# First Time Trial



## rivers (22 Jun 2018)

I entered my first club TT last night, and it was a friendly match-up with one of the other local clubs. 19.4mph average over a 9 mile course, not too bad for a first go and first day back on the bike after having a dodgy knee for most of the week. Plus, I wasn't anything resembling aero... I'll give it a go again at the next one in a couple of week's time and see if I can get above 20mph.


----------



## wisdom (22 Jun 2018)

I would be proud of that time.Well done.


----------



## Zipp2001 (27 Jan 2019)

Nice job for your first TT and not being aero. Back in the early 90's I was doing two different club TT a week and always love the race against the clock.


----------



## Sharky (25 Apr 2019)

How did it go last year and did you break evens?

I too love time trials. Never been fast, but always gives me an incentive to get the bike out on those cold days. 

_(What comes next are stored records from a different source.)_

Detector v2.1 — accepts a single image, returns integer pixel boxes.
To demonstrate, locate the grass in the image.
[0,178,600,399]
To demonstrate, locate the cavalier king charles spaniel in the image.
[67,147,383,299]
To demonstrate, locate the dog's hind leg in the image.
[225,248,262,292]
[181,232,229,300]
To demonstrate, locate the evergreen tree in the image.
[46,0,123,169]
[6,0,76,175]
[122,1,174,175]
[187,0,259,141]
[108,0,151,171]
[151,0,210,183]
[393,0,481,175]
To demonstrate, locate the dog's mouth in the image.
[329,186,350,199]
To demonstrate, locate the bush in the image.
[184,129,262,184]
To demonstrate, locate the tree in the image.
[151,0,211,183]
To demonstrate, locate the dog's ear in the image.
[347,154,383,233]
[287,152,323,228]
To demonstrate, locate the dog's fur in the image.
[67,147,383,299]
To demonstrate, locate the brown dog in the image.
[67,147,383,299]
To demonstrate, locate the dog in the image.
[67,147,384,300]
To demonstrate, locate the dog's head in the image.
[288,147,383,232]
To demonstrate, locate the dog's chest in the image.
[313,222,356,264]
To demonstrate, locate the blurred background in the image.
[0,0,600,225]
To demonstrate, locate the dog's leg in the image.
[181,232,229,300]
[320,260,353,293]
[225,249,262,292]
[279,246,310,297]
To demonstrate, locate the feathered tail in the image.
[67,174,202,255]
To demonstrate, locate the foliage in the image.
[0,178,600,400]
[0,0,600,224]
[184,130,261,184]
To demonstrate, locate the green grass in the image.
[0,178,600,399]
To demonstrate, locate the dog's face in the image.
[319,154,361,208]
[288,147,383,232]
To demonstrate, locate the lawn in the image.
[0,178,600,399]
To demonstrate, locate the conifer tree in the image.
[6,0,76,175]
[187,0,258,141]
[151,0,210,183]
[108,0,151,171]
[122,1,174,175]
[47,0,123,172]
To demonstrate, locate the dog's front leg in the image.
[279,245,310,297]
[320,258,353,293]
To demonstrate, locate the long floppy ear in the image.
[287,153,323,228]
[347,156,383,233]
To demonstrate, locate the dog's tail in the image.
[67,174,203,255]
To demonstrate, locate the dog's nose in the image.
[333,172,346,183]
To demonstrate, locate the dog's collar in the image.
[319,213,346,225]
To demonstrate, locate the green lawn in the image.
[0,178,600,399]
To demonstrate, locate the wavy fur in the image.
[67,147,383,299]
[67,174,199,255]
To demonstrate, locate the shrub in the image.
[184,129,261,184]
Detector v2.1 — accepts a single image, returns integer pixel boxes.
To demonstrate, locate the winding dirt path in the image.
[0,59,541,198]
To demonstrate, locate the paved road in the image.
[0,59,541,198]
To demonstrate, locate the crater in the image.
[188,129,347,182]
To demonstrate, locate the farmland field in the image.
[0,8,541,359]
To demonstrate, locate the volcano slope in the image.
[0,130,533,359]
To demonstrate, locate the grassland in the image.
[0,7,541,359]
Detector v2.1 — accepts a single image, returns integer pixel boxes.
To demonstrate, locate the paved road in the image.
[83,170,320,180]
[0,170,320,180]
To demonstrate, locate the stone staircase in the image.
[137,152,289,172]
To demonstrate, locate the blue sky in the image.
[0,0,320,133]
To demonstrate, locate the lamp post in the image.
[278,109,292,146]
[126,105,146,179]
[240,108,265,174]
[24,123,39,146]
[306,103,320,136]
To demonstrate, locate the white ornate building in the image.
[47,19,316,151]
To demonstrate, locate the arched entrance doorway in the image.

Have got to the start line this year?


----------



## rivers (25 Apr 2019)

Sharky said:


> How did it go last year and did you break evens?
> 
> I too love time trials. Never been fast, but always gives me an incentive to get the bike out on those cold days.
> 
> Have got to the start line this year?



I did a second TT later in the year (a 3 up), and our average was 19.9mph over 20 miles. Haven't made it to one yet this year due to not being available for the first 2 club TTs. Will endeavor to make the June TT (on holiday for the May TT)


----------



## Sharky (26 Apr 2019)

Have a good holiday and a good TT in June.
I am lucky that our clubs runs a weekly evening 10 series through the summer months, every Tuesday, so never have long to wait for the next one.


----------



## rivers (26 Jun 2019)

And 20.1 on the same course with a headwind. Also still recovering from Saturday's 208 mile ride across the country. I think I'm stronger than last year


----------



## rivers (2 Aug 2019)

And a new PB. 21.0mph, 23:45. It was a fast night last night


----------